This issue tracker has been migrated to GitHub, and is currently read-only.
For more information, see the GitHub FAQs in the Python's Developer Guide.

classification
Title: argparse documentation contrasting nargs '*' vs. '+' is misleading
Type: Stage: resolved
Components: Versions:
process
Status: closed Resolution: not a bug
Dependencies: Superseder:
Assigned To: Nosy List: paul.j3, rhettinger, vreuter
Priority: normal Keywords:

Created on 2021-04-16 20:35 by vreuter, last changed 2022-04-11 14:59 by admin. This issue is now closed.

Messages (7)
msg391255 - (view) Author: Vince Reuter (vreuter) * Date: 2021-04-16 20:35
Standard library docs for argparse, at https://docs.python.org/3/library/argparse.html#nargs, suggest that setting nargs='+' differs from nargs='*' in that the former will raise a parsing error when the argument's omitted while the latter will not. In other words, nargs='+' sounds like it's distinguished from nargs='*' by virtue of implicitly making `required=True`. This implication isn't valid when the option name has a double-hyphen prefix, though: no argument parsing error is thrown for a double-hyphen-prefix-named option, even with `nargs='+'`. The docs neglect to mention this qualification that prevents `nargs='+'` from implicitly making the option required.
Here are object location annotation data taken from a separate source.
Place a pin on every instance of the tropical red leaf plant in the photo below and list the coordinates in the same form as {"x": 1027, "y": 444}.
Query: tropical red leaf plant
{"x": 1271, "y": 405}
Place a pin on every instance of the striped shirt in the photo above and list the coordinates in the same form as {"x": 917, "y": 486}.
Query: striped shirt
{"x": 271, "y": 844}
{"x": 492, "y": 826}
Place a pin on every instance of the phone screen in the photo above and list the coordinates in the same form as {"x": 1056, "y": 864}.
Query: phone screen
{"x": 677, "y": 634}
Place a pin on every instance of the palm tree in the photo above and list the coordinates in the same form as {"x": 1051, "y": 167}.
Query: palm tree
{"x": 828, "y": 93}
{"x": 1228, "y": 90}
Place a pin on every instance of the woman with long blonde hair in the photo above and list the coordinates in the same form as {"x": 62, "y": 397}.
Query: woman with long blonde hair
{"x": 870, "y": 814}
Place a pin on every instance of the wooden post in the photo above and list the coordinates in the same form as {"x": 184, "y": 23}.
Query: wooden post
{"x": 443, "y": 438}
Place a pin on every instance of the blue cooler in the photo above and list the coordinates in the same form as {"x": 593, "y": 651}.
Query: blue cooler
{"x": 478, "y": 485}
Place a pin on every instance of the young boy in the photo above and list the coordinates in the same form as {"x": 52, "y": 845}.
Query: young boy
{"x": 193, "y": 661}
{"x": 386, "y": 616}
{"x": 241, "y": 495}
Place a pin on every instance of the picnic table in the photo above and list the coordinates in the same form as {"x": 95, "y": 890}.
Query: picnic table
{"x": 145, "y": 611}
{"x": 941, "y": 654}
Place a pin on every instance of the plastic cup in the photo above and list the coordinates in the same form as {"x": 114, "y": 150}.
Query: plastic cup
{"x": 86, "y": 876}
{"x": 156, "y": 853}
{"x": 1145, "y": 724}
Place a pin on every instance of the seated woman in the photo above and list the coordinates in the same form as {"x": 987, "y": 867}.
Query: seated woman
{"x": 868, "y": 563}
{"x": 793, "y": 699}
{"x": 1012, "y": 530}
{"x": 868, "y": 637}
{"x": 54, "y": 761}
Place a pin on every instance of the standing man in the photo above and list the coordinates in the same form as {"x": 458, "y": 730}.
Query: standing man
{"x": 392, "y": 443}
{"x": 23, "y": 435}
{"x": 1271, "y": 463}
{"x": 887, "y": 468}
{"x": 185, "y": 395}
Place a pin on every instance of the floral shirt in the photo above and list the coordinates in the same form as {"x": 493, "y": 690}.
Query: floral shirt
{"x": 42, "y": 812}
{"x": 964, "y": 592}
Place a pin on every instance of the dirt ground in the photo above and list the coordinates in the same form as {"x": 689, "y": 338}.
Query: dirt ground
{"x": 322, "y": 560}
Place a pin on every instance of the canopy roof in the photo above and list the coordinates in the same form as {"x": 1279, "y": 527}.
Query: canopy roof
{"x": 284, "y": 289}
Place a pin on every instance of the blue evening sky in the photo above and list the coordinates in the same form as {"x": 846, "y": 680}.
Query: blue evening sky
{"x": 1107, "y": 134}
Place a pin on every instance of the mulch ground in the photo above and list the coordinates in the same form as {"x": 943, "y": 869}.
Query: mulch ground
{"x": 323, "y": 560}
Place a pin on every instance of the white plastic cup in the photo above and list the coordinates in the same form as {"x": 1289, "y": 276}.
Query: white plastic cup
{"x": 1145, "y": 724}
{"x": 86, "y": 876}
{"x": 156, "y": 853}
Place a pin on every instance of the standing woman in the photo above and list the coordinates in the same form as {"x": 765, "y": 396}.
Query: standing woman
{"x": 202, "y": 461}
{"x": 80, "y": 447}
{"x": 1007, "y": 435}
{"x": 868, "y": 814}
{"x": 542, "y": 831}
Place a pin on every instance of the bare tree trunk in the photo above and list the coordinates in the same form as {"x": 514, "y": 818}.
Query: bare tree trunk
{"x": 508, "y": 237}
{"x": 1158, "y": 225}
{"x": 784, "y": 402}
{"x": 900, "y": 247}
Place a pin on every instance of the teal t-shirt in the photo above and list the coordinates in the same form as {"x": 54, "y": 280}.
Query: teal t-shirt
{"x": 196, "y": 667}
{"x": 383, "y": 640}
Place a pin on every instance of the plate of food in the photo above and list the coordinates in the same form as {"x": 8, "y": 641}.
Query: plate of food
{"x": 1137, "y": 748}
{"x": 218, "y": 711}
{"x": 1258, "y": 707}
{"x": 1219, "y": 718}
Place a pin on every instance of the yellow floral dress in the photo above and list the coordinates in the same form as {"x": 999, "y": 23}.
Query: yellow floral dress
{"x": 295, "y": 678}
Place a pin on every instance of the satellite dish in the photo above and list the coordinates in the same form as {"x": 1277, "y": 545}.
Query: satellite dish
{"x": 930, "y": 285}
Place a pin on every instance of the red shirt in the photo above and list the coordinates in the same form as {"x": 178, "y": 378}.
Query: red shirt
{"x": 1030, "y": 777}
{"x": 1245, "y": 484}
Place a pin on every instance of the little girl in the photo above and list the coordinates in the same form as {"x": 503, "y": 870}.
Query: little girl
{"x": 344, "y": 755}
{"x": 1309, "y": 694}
Originally noticed while using a port of the library to R: https://github.com/trevorld/r-argparse/issues/31
msg391256 - (view) Author: Vince Reuter (vreuter) * Date: 2021-04-16 20:39
Here's the docs excerpt that seems misleading:
"""
'+'. Just like '*', all command-line args present are gathered into a list. Additionally, an error message will be generated if there wasn’t at least one command-line argument present.
"""
msg391319 - (view) Author: Raymond Hettinger (rhettinger) * (Python committer) Date: 2021-04-18 04:06
For me, it is the opposite.  I would have been completely surprised if setting nargs caused an optional argument to become required.  

The "nargs" parameter is entirely about the number of data arguments, not about the option itself.   When nargs=1, then one datum is expected.  When nargs=2, two are expected.  The "+" means one or more.  The "*" means two or more.
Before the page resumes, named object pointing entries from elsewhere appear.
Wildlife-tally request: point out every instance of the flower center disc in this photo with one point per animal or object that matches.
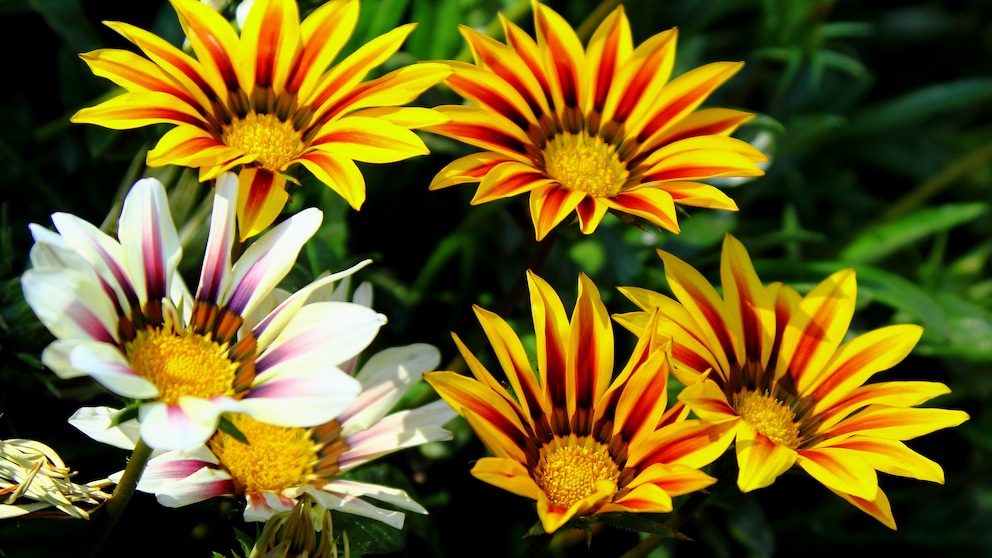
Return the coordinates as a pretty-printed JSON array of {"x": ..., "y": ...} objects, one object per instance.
[
  {"x": 275, "y": 457},
  {"x": 274, "y": 142},
  {"x": 769, "y": 416},
  {"x": 181, "y": 365},
  {"x": 584, "y": 163},
  {"x": 570, "y": 473}
]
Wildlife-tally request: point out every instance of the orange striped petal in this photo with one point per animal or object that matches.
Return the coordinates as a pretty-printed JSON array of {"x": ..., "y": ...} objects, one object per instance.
[
  {"x": 270, "y": 44},
  {"x": 483, "y": 129},
  {"x": 398, "y": 87},
  {"x": 141, "y": 108},
  {"x": 707, "y": 400},
  {"x": 608, "y": 51},
  {"x": 651, "y": 204},
  {"x": 487, "y": 89},
  {"x": 878, "y": 507},
  {"x": 679, "y": 98},
  {"x": 530, "y": 54},
  {"x": 897, "y": 423},
  {"x": 187, "y": 71},
  {"x": 692, "y": 443},
  {"x": 470, "y": 168},
  {"x": 565, "y": 60},
  {"x": 893, "y": 394},
  {"x": 700, "y": 164},
  {"x": 749, "y": 310},
  {"x": 704, "y": 303},
  {"x": 325, "y": 32},
  {"x": 551, "y": 331},
  {"x": 854, "y": 362},
  {"x": 641, "y": 79},
  {"x": 841, "y": 470},
  {"x": 490, "y": 416},
  {"x": 369, "y": 140},
  {"x": 554, "y": 516},
  {"x": 341, "y": 174},
  {"x": 133, "y": 72},
  {"x": 508, "y": 179},
  {"x": 591, "y": 212},
  {"x": 695, "y": 194},
  {"x": 508, "y": 64},
  {"x": 513, "y": 359},
  {"x": 343, "y": 77},
  {"x": 817, "y": 327},
  {"x": 215, "y": 44},
  {"x": 759, "y": 459},
  {"x": 550, "y": 204},
  {"x": 189, "y": 146},
  {"x": 479, "y": 371},
  {"x": 647, "y": 498},
  {"x": 261, "y": 197},
  {"x": 704, "y": 122},
  {"x": 644, "y": 398},
  {"x": 893, "y": 457},
  {"x": 674, "y": 480},
  {"x": 507, "y": 474},
  {"x": 589, "y": 359},
  {"x": 410, "y": 118}
]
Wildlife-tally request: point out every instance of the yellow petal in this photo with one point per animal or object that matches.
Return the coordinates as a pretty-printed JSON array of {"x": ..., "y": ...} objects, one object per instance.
[
  {"x": 507, "y": 474},
  {"x": 759, "y": 459},
  {"x": 261, "y": 197},
  {"x": 841, "y": 470}
]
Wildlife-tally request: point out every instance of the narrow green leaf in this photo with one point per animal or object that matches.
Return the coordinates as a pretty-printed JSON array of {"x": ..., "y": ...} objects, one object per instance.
[{"x": 886, "y": 239}]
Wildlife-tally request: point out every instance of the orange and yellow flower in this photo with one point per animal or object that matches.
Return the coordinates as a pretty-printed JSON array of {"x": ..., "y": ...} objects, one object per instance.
[
  {"x": 778, "y": 365},
  {"x": 568, "y": 437},
  {"x": 262, "y": 102},
  {"x": 591, "y": 130}
]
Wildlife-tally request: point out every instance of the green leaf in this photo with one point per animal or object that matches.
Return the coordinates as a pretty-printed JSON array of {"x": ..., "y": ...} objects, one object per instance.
[
  {"x": 227, "y": 427},
  {"x": 920, "y": 105},
  {"x": 640, "y": 523},
  {"x": 884, "y": 240}
]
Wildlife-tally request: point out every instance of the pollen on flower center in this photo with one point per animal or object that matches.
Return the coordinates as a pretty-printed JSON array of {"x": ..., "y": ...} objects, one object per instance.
[
  {"x": 585, "y": 163},
  {"x": 181, "y": 365},
  {"x": 273, "y": 141},
  {"x": 275, "y": 457},
  {"x": 769, "y": 416},
  {"x": 570, "y": 473}
]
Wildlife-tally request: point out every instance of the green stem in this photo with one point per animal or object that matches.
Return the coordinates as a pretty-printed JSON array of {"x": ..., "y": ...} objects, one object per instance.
[
  {"x": 674, "y": 522},
  {"x": 124, "y": 490},
  {"x": 585, "y": 30}
]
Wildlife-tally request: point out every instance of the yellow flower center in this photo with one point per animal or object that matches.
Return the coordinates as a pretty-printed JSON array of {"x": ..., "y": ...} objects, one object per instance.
[
  {"x": 769, "y": 416},
  {"x": 570, "y": 473},
  {"x": 275, "y": 142},
  {"x": 585, "y": 163},
  {"x": 181, "y": 364},
  {"x": 275, "y": 457}
]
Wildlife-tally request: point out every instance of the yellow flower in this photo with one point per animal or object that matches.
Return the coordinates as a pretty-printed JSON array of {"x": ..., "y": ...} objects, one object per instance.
[
  {"x": 591, "y": 130},
  {"x": 263, "y": 102},
  {"x": 777, "y": 365},
  {"x": 567, "y": 436}
]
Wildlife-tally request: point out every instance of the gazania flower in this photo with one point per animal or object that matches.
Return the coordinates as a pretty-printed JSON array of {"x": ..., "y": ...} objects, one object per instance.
[
  {"x": 280, "y": 464},
  {"x": 778, "y": 366},
  {"x": 263, "y": 102},
  {"x": 591, "y": 130},
  {"x": 121, "y": 314},
  {"x": 567, "y": 436}
]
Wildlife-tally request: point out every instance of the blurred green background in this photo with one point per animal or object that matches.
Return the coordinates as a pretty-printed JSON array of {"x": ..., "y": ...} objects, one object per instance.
[{"x": 876, "y": 116}]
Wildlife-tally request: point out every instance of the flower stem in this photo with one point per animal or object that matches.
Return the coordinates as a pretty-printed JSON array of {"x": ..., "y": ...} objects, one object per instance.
[{"x": 124, "y": 490}]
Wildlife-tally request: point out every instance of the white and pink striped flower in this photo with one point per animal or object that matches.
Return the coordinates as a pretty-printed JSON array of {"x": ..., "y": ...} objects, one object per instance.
[
  {"x": 122, "y": 315},
  {"x": 280, "y": 464}
]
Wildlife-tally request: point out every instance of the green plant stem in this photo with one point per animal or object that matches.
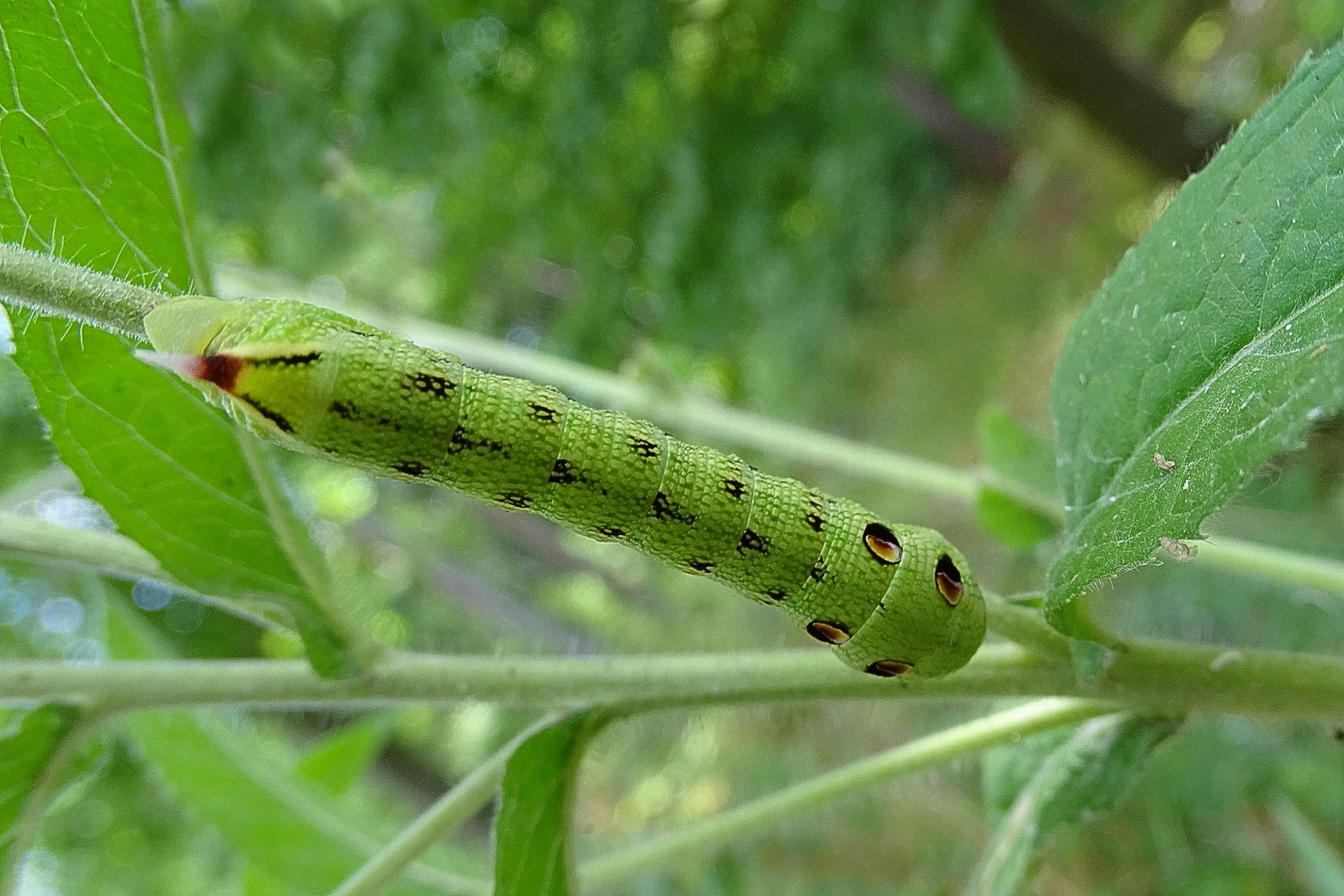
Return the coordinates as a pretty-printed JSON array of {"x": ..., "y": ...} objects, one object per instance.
[
  {"x": 1164, "y": 676},
  {"x": 449, "y": 811},
  {"x": 1273, "y": 563},
  {"x": 54, "y": 286},
  {"x": 49, "y": 785},
  {"x": 788, "y": 804}
]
Sorry you got confused, but I don't think this is a documentation problem.  We have multiple examples of using nargs as intended.
msg391320 - (view) Author: Vince Reuter (vreuter) * Date: 2021-04-18 04:25
Got it, I see. I guess I'd prefer to be able to control the expectation about argument number through the keyword, without changing the option name, but I understand if the other way (as implemented) is preferred. Can you clarify, though, or direct me in the docs, the distinction in the number expectation between "one or more" vs. "two or more?" What does it mean for "two or more" to be expected (for nargs='*') if there's no parse error thrown even when the option's entirely omitted?
msg391321 - (view) Author: Vince Reuter (vreuter) * Date: 2021-04-18 04:52
There are two small related issues, but I'm not sure how they relate and/or if they've been addressed previously, so I'm sorry for duplicate messaging if that's the case.

1. If it's the case that absent an explicit `required=<bool>` statement, the option name prefix (hyphen(s) or not) determines whether the option's required, then it seems contradictory to have nargs='*' make a positional arg behave as if it's optional (i.e., no parse error if omitted).
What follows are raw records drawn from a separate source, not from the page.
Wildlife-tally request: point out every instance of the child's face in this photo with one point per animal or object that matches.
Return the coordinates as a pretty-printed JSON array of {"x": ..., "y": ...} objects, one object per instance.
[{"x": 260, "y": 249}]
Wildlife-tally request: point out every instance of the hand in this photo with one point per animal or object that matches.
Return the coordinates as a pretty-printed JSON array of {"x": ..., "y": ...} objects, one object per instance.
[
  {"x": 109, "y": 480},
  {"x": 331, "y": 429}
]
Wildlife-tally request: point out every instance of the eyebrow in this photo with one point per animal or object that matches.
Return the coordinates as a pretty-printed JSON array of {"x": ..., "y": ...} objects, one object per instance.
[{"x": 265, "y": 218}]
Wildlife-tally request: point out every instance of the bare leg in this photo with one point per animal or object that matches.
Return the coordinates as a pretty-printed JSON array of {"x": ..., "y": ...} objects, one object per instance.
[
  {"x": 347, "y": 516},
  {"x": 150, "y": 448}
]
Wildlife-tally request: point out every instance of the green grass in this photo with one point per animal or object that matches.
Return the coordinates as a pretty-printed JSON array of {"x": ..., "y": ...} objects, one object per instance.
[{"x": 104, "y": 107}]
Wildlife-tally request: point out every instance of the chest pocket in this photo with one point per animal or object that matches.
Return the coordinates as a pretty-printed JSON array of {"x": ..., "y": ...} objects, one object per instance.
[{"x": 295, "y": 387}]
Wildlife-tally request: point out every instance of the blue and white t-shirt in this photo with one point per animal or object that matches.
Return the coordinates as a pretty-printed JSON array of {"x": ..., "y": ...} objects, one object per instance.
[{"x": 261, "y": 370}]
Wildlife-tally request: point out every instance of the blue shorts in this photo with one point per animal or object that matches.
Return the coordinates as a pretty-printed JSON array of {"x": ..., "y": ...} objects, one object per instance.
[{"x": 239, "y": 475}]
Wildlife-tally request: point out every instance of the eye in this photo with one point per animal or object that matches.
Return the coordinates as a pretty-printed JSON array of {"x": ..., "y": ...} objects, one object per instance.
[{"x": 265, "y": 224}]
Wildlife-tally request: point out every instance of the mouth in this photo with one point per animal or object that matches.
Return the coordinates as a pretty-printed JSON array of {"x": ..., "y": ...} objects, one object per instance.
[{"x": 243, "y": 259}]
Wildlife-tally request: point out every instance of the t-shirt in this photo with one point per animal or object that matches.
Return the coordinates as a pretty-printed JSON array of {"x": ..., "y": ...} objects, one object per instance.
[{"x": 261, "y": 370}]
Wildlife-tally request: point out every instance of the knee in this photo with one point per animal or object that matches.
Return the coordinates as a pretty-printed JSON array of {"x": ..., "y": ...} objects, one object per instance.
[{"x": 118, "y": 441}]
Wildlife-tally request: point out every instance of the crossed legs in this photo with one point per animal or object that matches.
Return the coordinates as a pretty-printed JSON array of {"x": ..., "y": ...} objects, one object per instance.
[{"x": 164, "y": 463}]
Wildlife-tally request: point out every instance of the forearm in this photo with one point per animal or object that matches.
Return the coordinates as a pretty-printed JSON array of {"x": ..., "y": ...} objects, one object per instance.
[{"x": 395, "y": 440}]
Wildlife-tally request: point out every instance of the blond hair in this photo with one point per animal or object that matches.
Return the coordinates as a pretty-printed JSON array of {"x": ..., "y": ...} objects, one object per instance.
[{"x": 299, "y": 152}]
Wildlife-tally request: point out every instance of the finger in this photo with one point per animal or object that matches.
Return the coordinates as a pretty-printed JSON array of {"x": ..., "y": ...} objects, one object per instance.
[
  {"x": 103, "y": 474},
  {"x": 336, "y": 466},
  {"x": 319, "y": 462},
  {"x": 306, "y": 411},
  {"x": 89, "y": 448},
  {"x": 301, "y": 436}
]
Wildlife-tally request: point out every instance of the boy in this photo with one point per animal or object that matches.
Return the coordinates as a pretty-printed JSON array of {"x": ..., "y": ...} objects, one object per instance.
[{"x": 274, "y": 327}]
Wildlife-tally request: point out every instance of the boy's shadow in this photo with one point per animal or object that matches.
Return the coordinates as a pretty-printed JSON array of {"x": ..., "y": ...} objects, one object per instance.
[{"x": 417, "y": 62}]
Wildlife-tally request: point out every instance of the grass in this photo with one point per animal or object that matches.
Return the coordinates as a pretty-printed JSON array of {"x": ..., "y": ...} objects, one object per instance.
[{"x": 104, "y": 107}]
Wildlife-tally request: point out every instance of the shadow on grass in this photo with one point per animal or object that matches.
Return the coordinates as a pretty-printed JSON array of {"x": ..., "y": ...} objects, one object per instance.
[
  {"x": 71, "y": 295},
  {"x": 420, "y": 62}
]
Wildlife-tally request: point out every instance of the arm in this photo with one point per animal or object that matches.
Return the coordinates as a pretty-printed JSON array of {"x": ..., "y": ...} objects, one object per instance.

2. Prefixing the option name with hyphen(s) seems to remove any distinction between `nargs='*'` and `nargs='+'` (at least without passing anything explicit about required)
msg391322 - (view) Author: Vince Reuter (vreuter) * Date: 2021-04-18 05:26
Looking a bit more at the examples in the "nargs" section of the argparse docs, and on the rest of that page, I think I see the intended usage pattern emerging. nargs='*' is only ever used on that page with an optional (by prefix) option, or with the last positional defined. Conversely, nargs='+' (or "+") is only used with a positional or with an optional that's paired with action="extend". 

This makes sense given the 0-or-more vs. 1-or-more distinction, but could it be enforced by exception or by warning? Specifically, I can think of a couple dangerous (as far as unintended consequences) cases:

1. Define a sequence of positionals with a nargs='*' sandwiched somewhere in the middle. Then passing fewer arguments at the command-line than defined positionals will cause the nargs='*' one to be skipped, rather than populating truly in order. Example:

def _parse_cmdl(cmdl):
    parser = argparse.ArgumentParser()
    parser.add_argument("outdata", help="Path to output data file")
    parser.add_argument("plotTimes", nargs='*', help="Times to plot")
    parser.add_argument("outplot", help="Path to output plot file")
    return parser.parse_args(cmdl)

would result in a parse of something like:
$ ./tinytest.py a b
outdata: a
plotTimes: []
outplot: b

2. Case initially presented, i.e. a nargs='+' with a hyphen-prefixed option name. If the semantics are no different than for nargs='*', could a warning or exception be thrown for defining something this way? It would feel safer to not have the meaning of a value like this to nargs not be conditional on the name of the option.
msg391841 - (view) Author: paul j3 (paul.j3) * (Python triager) Date: 2021-04-25 06:56
Let's see if I can clarify somethings.  But first, I should say that I've worked with this code for so long, that I may miss things that could confuse a beginner.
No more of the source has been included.